The Rise and Fall of Derek Cowell
The Rise and Fall of Derek Cowell
…A plan was slowly forming in my brain.
A plan for revenge.
That festered and grew until bedtime, when another thought managed to slip through. As I was lying back on my pillow with my arms crossed behind my head, I couldn’t help wishing my life could go back to the way it used to be.
When no one is paying attention to you, you can klutz your way along and never give a thought to your reputation. Heck, you don’t even have a reputation. Nobody’s watching, because when people barely know you exist, they don’t care if you make a fool of yourself now and then.
Derek Cowell, 13, lives an unremarkable life until an accidental photobomb incident goes viral and makes him the hero of his school. Riding high on the attention, Derek and his best friend Steve begin to stage viral photos, culminating in a big plan to make an optical illusion video of the two of them “skywalking” on the roof of an abandoned train station at night. With new classmate Riley as their videographer, the plan backfires when Derek’s fear of heights causes him to panic. When a video of Derek’s panic gets leaked, his newfound attention turns to shame, and he threatens to leak Riley’s own secret that she is living with foster parents. When Riley subsequently goes missing, he knows where to find her: the train station. Once he persuades her to return home, he confronts Steve about the video, discovering that it was Derek, himself, who “butt-shared” his own humiliating video after all.
A typical preteen novel with an Internet-era twist, The Rise and Fall of Derek Cowell is a story that combines slapstick comedy, youthful image-consciousness, awkward romantic relationships, wacky coincidences, and well-placed pathos in almost equal measure. Derek is truly likable, despite his faults, and he narrates the story with wit and honesty in a tone that ranges from sarcastic to mocking to earnest. His descriptions of his three very intense and diverse sisters is hilarious, and his budding romance with Denise (whom he meets at an animal shelter where he and Steve are trying to stage funny cat photos) is as innocent and awkward as expected.
Particularly well-constructed is the scene of Derek’s rescue of Riley from the rooftop during which he offers this gem, leaving the details of Riley’s family life to the reader’s imagination:
Then she told me a bunch of stuff about herself and her family and I could see why she might not want to go around broadcasting some of it. It’s her business, so I won’t say any more about it, but it put her in a completely different light.
One detail stands out as being a little contrived, and that is Derek’s treatment at the hands of the law after he is caught trespassing at the train station (Steve and Riley escape before the police arrive).

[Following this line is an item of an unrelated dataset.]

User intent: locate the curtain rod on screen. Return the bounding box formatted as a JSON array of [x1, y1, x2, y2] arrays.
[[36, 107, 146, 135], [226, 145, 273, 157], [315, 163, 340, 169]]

His parents are forced to hire a lawyer to try to keep him from detention and manage to get him community service as an alternative (where he encounters Riley who is also doing work for an unknown infraction). It seems unusual that a minor trespassing on an unused public property, where no damage was caused, and where police were aware of his mental state, would lead to charges being filed. Nonetheless, this is a minor detail and does not break the chain of surprising events that upends the life of an otherwise unremarkable teen.
Todd Kyle is the CEO of the Brampton Library in Ontario and Chair of the Canadian Federation of Library Associations-Fédération canadienne des associations de bibliothèques.